I call Patrick’s name because, although he has regained his mobility to the point of competing several times in the Boston Marathon, once as a runner with a blade, he has been devoted to his wife’s recovery, remaining with her at Walter Reed Army Hospital for the past two years. Secondly, Patrick has emerged as a leader and an advocate for the Boston Strong community and, while completing his unfinished doctoral work with us, he and one of our former Commencement Speakers Senator Tammy Duckworth filed a National Trauma Survivors bill in Congress to create, among other things, the ability of civilians to access the surgical and orthopedic services that they received at Walter Reed.

William James College attracts and supports bright and compassionate leaders who will leave here today with the skills to meet the needs in their community and make a difference. (End Slide)

The needs that they will encounter, however, are significant.
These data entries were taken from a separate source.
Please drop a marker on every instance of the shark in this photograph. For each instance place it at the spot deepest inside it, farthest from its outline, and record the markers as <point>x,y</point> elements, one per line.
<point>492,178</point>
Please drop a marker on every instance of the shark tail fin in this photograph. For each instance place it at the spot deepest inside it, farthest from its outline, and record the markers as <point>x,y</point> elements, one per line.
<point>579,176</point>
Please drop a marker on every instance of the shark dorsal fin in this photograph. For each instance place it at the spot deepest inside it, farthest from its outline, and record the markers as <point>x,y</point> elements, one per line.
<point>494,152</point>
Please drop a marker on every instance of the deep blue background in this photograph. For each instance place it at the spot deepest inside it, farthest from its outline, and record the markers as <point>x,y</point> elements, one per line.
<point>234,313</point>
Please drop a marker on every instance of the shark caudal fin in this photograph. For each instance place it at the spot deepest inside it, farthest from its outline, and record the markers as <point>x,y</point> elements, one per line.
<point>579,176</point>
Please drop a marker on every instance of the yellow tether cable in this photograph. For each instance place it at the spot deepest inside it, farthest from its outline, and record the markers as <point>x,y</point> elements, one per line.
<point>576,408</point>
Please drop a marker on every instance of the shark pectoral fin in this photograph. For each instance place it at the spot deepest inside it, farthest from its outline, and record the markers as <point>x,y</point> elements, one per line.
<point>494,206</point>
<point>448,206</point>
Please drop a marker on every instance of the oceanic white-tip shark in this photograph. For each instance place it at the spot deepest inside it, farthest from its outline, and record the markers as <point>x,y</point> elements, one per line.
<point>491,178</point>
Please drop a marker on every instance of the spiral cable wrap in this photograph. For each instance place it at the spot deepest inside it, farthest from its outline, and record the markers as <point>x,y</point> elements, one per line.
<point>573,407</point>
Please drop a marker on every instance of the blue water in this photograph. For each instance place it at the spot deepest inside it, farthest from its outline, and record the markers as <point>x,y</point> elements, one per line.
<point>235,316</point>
Mental Health is the overlooked crisis in health care. All of us in the room have a close family member with a substance abuse or mental health problem and we are quiet about it.
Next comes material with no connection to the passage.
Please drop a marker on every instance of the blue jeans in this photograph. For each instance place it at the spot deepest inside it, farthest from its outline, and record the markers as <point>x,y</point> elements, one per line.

Four of the six leading causes of disability and death in the world are related to mental health (Depression, Anxiety, Substance Abuse, Bi-polar)

If you are a person of color or a soldier who wishes to obtain care, you will meet a non-Latino Caucasian civilian 90% of the time.

Business loses 2 hours of productivity for every employee with a Behavioral Health Problem who is not being treated. The country loses $63 Billion dollars every year due to absenteeism and presenteeism when untreated workers show up for work, but they are impaired.

Many chronic illnesses have behavioral health comorbidity. Twenty pecent of Asthma patients have comorbid anxiety that interferes with their treatment. The cost of caring for someone with Diabetes and Depression is 17X greater than caring for Diabetes alone.

If we could look at children for a moment we will see that:

1 in 5 children has a diagnosable mental illness. This means that 4 children in a class of 20 has a diagnosable mental illness. This means that the other 16 have to deal with the learning challenges of these children and it likely leads to the extreme difficulty keeping first-time teachers for more than 5 years. 30-50% leave the field.

Can we look at 20%. We have a bit more than 1100 in this room. Our graduates are 10% if we go back 10 rows I will ask you to raise your hands. That is a lot of people, but that is 1 in 5 children with a mental illness. If we said, that those with hands raised had heart disease or cancer, we would be sad. If we say that these 20% had the flu, we’d be concerned, and if they had a communicable disease, we would be very uncomfortable, even maybe think of leaving. But when it is mental health, we overlook it.

Because we don’t see the problem, we don’t create appropriate systems of care. We don’t budget for services and our neglect means that 70% of parents are UNABLE to obtain care

What we fail to do for mental health adversely affects our Children, our Schools, the quality and cost of our Health Care and Justice Systems, our Economy and our Quality of Life.  We must do better.

The former Surgeon General David Satcher said: ‘We have excellent, evidence based treatments in mental health, we just don’t have enough providers. Our graduates are part of the solution. These young professionals are ambassadors of hope. When people enter into mental health care, 7-8 times of 10 they get better. 

Please thank them for stepping forward to meet this need with your applause.

Endnote

People know that a Commencement Ceremony is not an end but it is a beginning.

Business and industry need the leadership and organizational skills that you have honed here. You can help to create healthy, respectful, relational work environments for us to spend our day in.

Two-thirds of primary care doctors cannot find psychology professionals to help them with their patients. Now they have you.

Education, health care, the courts, and the classroom all need the skills that you have acquired at William James College. As you leave know that you can call on us to continue to be part of your learning and growth.

We invite you to invest generously so that one day you will sit where our honorees sat today!